On the other, LLMs can be used to actually create their own knowledge graphs. This seems insane to me, from an entropic point of view, but the empirical data is unequivocal. You can read a corpus, get the LLM to create a knowledge graph and then use that automatically generated knowledge graph for your GraphRAG and, amazingly, accuracy will improve!

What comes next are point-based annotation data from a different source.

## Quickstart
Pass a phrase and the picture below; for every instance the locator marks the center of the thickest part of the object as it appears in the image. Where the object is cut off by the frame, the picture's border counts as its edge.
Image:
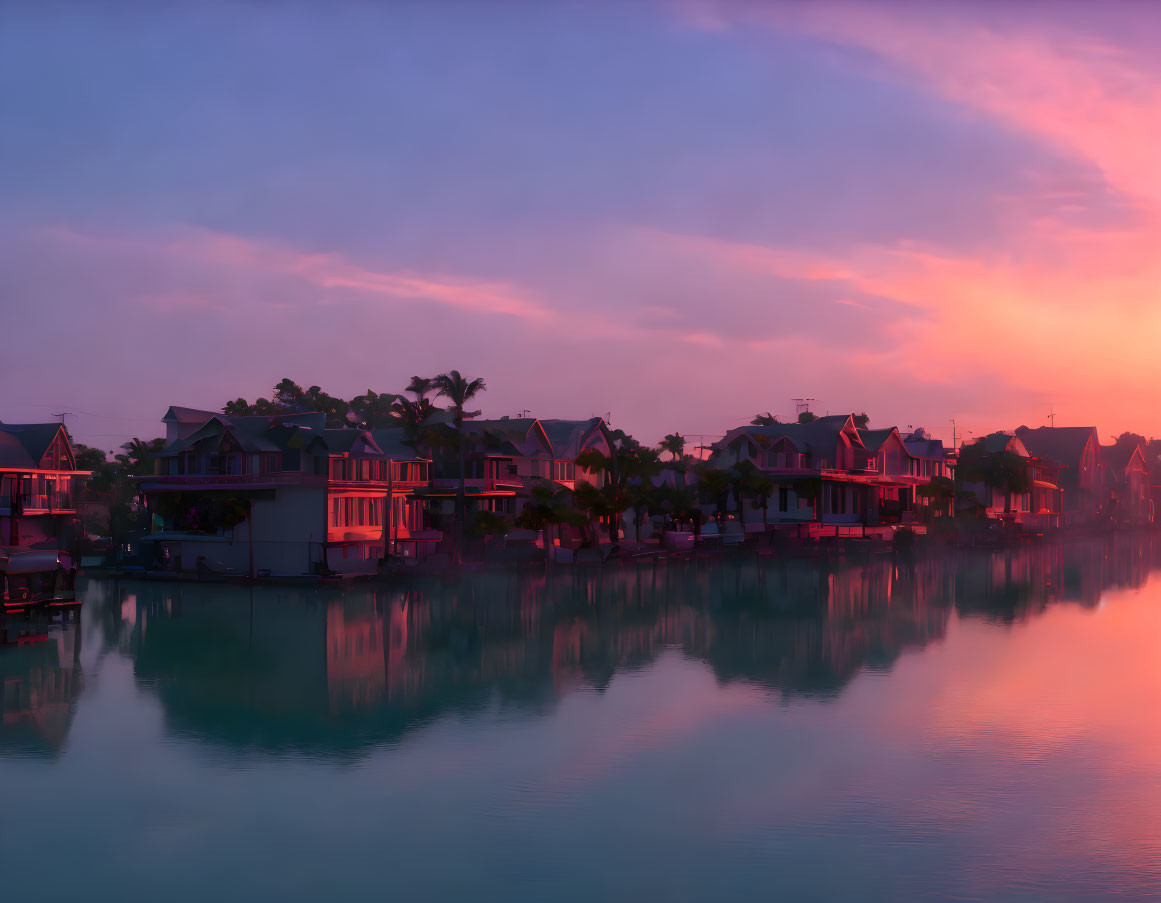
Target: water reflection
(338, 673)
(41, 680)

On top of all that, Microsoft Research has famously demonstrated that if you run some automatic algorithms over your automatically generated graph (they chose hierarchical clustering) then accuracy improves even more! Finally, when it comes to writing good prompts for an LLM to create a good knowledge graph, Microsoft Research also has a great pattern for sampling a data set and getting an LLM to suggest good prompts that would result in the generation of a valuable knowledge graph from the subsequent large data set. What’s amazing is none of this is domain-specific and an easy to automate interplay between a knowledge graph and an LLM.
Q7. What is a GraphRAG and why is it important?

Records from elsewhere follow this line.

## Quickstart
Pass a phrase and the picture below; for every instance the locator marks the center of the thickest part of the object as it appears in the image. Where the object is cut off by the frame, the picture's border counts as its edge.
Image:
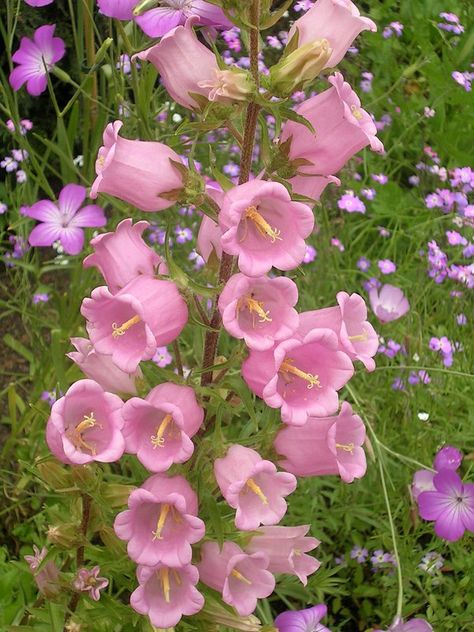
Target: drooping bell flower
(129, 326)
(253, 487)
(136, 171)
(325, 445)
(337, 21)
(187, 67)
(264, 227)
(101, 369)
(85, 425)
(342, 128)
(158, 429)
(348, 319)
(122, 255)
(161, 522)
(300, 375)
(35, 59)
(389, 303)
(259, 310)
(242, 578)
(286, 548)
(165, 594)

I’ve mentioned GraphRAG a lot in my previous responses, but let me recap here.
RAG is where we use a data source to help make LLM responses more accurate by feeding them tokens of context.
GraphRAG is a step further, in that it uses a knowledge graph (usually hosted in a graph database) to make those tokens of context as high-quality as possible to get higher accuracy from the LLM.

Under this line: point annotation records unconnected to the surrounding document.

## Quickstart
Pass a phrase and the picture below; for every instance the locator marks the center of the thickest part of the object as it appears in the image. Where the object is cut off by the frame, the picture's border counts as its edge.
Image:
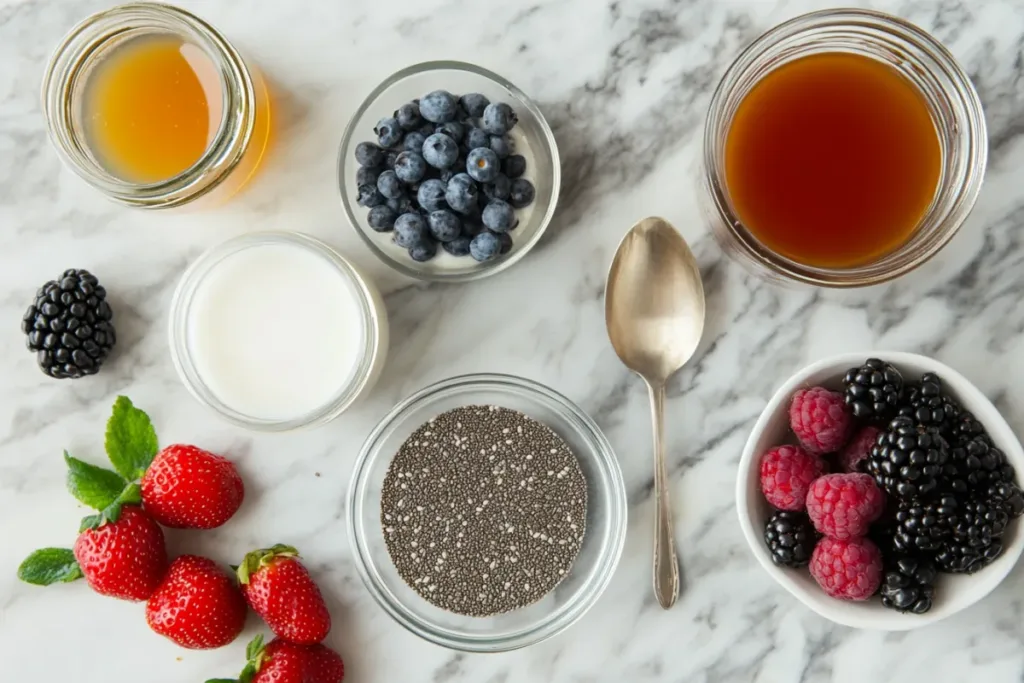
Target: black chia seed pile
(483, 510)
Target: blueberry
(410, 229)
(499, 119)
(414, 141)
(522, 193)
(444, 225)
(461, 194)
(501, 188)
(424, 251)
(431, 195)
(388, 132)
(458, 247)
(370, 197)
(369, 155)
(474, 103)
(485, 247)
(499, 216)
(389, 185)
(409, 116)
(477, 138)
(381, 218)
(367, 176)
(501, 145)
(515, 166)
(410, 167)
(482, 165)
(438, 107)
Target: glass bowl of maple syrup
(842, 148)
(155, 108)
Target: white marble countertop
(626, 85)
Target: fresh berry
(70, 326)
(849, 569)
(908, 459)
(125, 558)
(908, 584)
(820, 420)
(791, 539)
(859, 447)
(188, 487)
(198, 605)
(280, 589)
(843, 506)
(873, 390)
(786, 474)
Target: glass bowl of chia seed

Both RAG and GraphRAG are systems development patterns which are widely implemented in middleware and trivial to deploy – if you can deploy a Web app, you can deploy a RAG solution. But as mentioned, I firmly believe that GraphRAG is eating RAG.
Q8. Gartner noted the importance of GraphRAG in its Hype CycleTMFor AI in Software Engineering, 2024 report: “RAG techniques in an enterprise context suffer from problems related to the veracity and completeness of responses caused by limitations in the accuracy of retrieval, contextual understanding, and response coherence. KGs (Knowledge Graphs), a well-established technology, can represent data held within documents and the metadata relating to the documents. Combining both aspects allows RAG applications to retrieve text based on the similarity to the question and contextual representation of the query and corpus, improving response accuracy.” What is your take on this?
Our GraphRAG infrastructure of course understands text chunks – they’re the raw data for most LLM applications. So I’d agree with Gartner at the systems level – you have to show your provenance when asked, but if I was building such a system using Neo4j I’d lean on its affordances and save myself the pain of running in different databases.
Q9. What are your plans to add new GenAI features to Neo4j’s core offering and expanding capabilities for mainstream cloud adoption?
We think that knowledge graphs and frameworks are going to be the foundation on which most GenAI systems will be built in the future. It’s a big reason why we ensure our tech is available where developers are working on those systems, and we are well integrated into the frameworks they are using. There is so much promise in GenAI, but only if we can balance its creativity with dependable data. We think that’s a plausible future, and we’re investing heavily in that area. Stay tuned.
Qx. Anything else you wish to add?
Many of us in the industry have followed your work over a long time, thanks for what you do!
……………………………………………

Jim Webber is Neo4j’s Chief Scientist, where he leads the research group and works on a variety of database topics including query languages and runtimes, temporality, streaming, scale, and fault-tolerance. He is also a Visiting Professor at Newcastle University, UK, and has co-authored several books on graph technology including Graph Databases – 1st and 2nd Editions and Building Knowledge Graphs.